4. Reimagine the Role of Technology in Medicare
Fourth: CMS must rethink the role of digital technology in Medicare overall, not just for the management of chronic conditions. Medicare beneficiaries should be able to choose how they receive healthcare, and it should be accessible in rural or underserved communities, and to beneficiaries with transportation challenges.
This issue goes beyond individual services that can be supplied asynchronously, like diabetes prevention programs or DSMT. We now have fast, near “super computers” in our pockets and purses; thanks to HITECH, physicians and care providers can securely message with their patients via an app.
5. Engage with the Digital Health Community more Frequently
Finally, engage with the digital health innovation community more often and more deeply.
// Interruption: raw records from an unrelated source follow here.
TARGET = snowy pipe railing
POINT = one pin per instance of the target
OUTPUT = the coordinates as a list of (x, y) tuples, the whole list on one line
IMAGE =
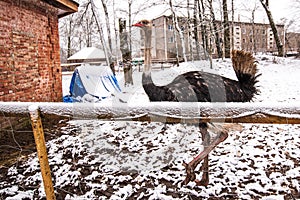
[(168, 112)]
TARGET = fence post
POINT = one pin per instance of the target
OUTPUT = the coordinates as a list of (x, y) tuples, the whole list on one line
[(39, 138)]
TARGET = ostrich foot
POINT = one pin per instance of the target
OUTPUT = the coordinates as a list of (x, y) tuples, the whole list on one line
[(202, 182), (190, 172), (191, 176), (190, 167)]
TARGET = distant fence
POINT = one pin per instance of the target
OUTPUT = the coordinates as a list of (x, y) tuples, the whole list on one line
[(167, 112)]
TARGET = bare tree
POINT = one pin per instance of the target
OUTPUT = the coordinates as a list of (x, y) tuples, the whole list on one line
[(191, 54), (96, 16), (179, 30), (215, 30), (265, 4), (226, 30), (109, 50), (232, 24), (195, 31), (126, 53), (204, 34)]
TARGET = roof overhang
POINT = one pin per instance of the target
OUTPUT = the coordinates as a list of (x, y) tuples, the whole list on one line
[(65, 7)]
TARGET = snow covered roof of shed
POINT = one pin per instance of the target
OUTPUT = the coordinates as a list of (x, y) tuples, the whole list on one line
[(88, 53), (65, 7)]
This year’s multiple requests for information are a long-overdue start to a dialog between CMS and healthcare innovators. For many years we’ve needed deeper conversations that occurred before proposed rule-making, about everything. Conversations are needed on topics like:
- What are the fraud standards to which CMS will hold digital health companies?
- What new technologies can presently deliver for America’s seniors?
- What innovation will deliver better health outcomes, or lower cost, or both, in the future?
Medicare covers one-third of Americans. Medicaid, within the same agency for policy making, pays for 50% of babies born. We need to modernize and progress together through continuous dialog. Without continuous dialog, we risk policy-makers making assumptions about the whole digital health sector of the healthcare system based on a few bad actors. For example, both Theranos and Ubiome have resulted in criminal fraud prosecutions, while thousands if not tens of thousands of digital health companies, like Omada, provide clinically sound care that is not fraudulent.
Continuous dialog can be messy (I know from my own time at ASTP within HHS), but it can lead to better policy-making. It is only through back-and-forth dialog that CMS will learn how digital health companies work “under the hood” and that innovators will learn to build programs that work for Medicare and Medicaid.
These five actions are simple in theory, but in reality, they’re highly complicated. Even so, we need to get started to modernize medicare. That’s why Omada continues to push for change at the Medicare level, so we can bring care to the people who need it most.
After all, Gen X starts entering Medicare in only a few years.